PI-023

A. Hahn, T. Fukuda, T. Mizuno, D. Hahn, R. W. Frenck, A. A. Vinks; Cincinnati Children's Hospital Medical Center, Cincinnati, OH

BACKGROUND: Up to 15% of children receiving beta-lactam therapy will develop neutropenia, but the molecular mechanisms are undefined. Bone marrow aspirates of patients with beta-lactam induced neutropenia and addition of beta-lactams to bone marrow cultures in vitro show dose-dependent inhibition of granulopoiesis. Multidrug resistance-associated protein 4 (MRP4) is responsible for transport of beta lactams out of renal proximal tubule cells and blood cells. MRP4 knockout mice have decreased elimination of beta-lactams and increased bone marrow toxicity. Single nucleotide polymorphisms (SNPs) can affect protein function and drug response. We hypothesized that SNPs may impair the function of MRP4, facilitating development of neutropenia.

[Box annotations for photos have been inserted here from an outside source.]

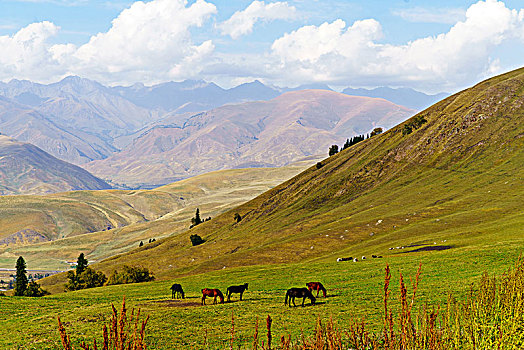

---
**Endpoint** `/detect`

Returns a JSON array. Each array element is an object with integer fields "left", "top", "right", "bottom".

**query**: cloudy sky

[{"left": 0, "top": 0, "right": 524, "bottom": 92}]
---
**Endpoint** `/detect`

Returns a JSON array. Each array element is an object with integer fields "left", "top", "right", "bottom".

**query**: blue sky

[{"left": 0, "top": 0, "right": 524, "bottom": 92}]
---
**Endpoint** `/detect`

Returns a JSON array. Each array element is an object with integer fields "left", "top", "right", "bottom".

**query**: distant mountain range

[
  {"left": 84, "top": 90, "right": 414, "bottom": 187},
  {"left": 0, "top": 76, "right": 446, "bottom": 191},
  {"left": 342, "top": 87, "right": 449, "bottom": 110},
  {"left": 0, "top": 135, "right": 111, "bottom": 195}
]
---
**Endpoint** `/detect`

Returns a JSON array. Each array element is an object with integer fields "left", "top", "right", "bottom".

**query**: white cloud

[
  {"left": 218, "top": 1, "right": 296, "bottom": 39},
  {"left": 0, "top": 21, "right": 65, "bottom": 80},
  {"left": 0, "top": 0, "right": 216, "bottom": 83},
  {"left": 393, "top": 7, "right": 466, "bottom": 24},
  {"left": 0, "top": 0, "right": 524, "bottom": 91},
  {"left": 272, "top": 0, "right": 524, "bottom": 89},
  {"left": 74, "top": 0, "right": 216, "bottom": 80}
]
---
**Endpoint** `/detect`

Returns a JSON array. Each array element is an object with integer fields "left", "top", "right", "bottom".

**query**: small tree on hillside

[
  {"left": 189, "top": 235, "right": 205, "bottom": 246},
  {"left": 370, "top": 128, "right": 384, "bottom": 137},
  {"left": 24, "top": 281, "right": 49, "bottom": 297},
  {"left": 15, "top": 257, "right": 27, "bottom": 296},
  {"left": 76, "top": 253, "right": 88, "bottom": 276},
  {"left": 233, "top": 213, "right": 242, "bottom": 223},
  {"left": 191, "top": 208, "right": 202, "bottom": 226},
  {"left": 329, "top": 145, "right": 338, "bottom": 157}
]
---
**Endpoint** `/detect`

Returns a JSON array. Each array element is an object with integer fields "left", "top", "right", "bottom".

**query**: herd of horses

[{"left": 171, "top": 282, "right": 327, "bottom": 306}]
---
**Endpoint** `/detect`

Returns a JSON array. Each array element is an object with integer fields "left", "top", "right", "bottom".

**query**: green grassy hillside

[
  {"left": 0, "top": 161, "right": 311, "bottom": 270},
  {"left": 0, "top": 69, "right": 524, "bottom": 349},
  {"left": 65, "top": 69, "right": 524, "bottom": 286}
]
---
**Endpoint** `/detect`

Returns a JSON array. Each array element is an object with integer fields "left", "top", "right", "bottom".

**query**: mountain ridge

[
  {"left": 71, "top": 69, "right": 524, "bottom": 279},
  {"left": 0, "top": 135, "right": 111, "bottom": 195},
  {"left": 84, "top": 90, "right": 413, "bottom": 186}
]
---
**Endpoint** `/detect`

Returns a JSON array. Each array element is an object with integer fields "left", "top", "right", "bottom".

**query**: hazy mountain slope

[
  {"left": 85, "top": 90, "right": 412, "bottom": 186},
  {"left": 0, "top": 77, "right": 158, "bottom": 164},
  {"left": 342, "top": 87, "right": 449, "bottom": 111},
  {"left": 82, "top": 69, "right": 524, "bottom": 279},
  {"left": 0, "top": 96, "right": 115, "bottom": 163},
  {"left": 0, "top": 135, "right": 110, "bottom": 195},
  {"left": 112, "top": 80, "right": 280, "bottom": 113},
  {"left": 0, "top": 162, "right": 311, "bottom": 270}
]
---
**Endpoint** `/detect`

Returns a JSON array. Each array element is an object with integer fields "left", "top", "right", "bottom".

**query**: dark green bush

[
  {"left": 189, "top": 235, "right": 205, "bottom": 246},
  {"left": 107, "top": 265, "right": 155, "bottom": 285},
  {"left": 66, "top": 267, "right": 107, "bottom": 291}
]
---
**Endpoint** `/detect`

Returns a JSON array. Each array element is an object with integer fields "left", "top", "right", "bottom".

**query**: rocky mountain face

[
  {"left": 85, "top": 90, "right": 414, "bottom": 186},
  {"left": 0, "top": 135, "right": 111, "bottom": 195},
  {"left": 0, "top": 76, "right": 446, "bottom": 187}
]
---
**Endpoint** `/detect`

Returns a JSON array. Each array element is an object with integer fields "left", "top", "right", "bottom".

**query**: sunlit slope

[
  {"left": 88, "top": 69, "right": 524, "bottom": 278},
  {"left": 0, "top": 161, "right": 311, "bottom": 269}
]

METHODS: Subjects ≤ 25 years of age treated with ≥ 10 days of beta-lactam therapy were recruited. Cases had an absolute neutrophil count < 1,500/mm3, and controls were group matched for age, race, and gender. Human genomic DNA was isolated from whole blood (QIAamp DNA Mini Kit) and TaqMan SNP genotyping assays (Applied Biosystems) were performed for selected SNPs. Continuous and categorical variables were compared using Mann-Whitney or Fisher’s exact test, respectively. Odds ratios were also calculated.
RESULTS: 44 cases and 54 controls were analyzed for 7 SNPs. There was no statistical difference in age, gender, or race between cases and controls (p=0.449, 0.839, and 0.216). There was also no statistical difference in antibiotic use (28 versus 33 days, p=0.369). Subjects with a homozygous SNP at rs1751034 were 5.3 times more likely to develop neutropenia (95%CI 0.6-49.2, p=0.171).
CONCLUSION: We identified a homozygous SNP on MRP4 (rs1751034) that may contribute to beta-lactam induced neutropenia. Confirmatory testing of more subjects is needed.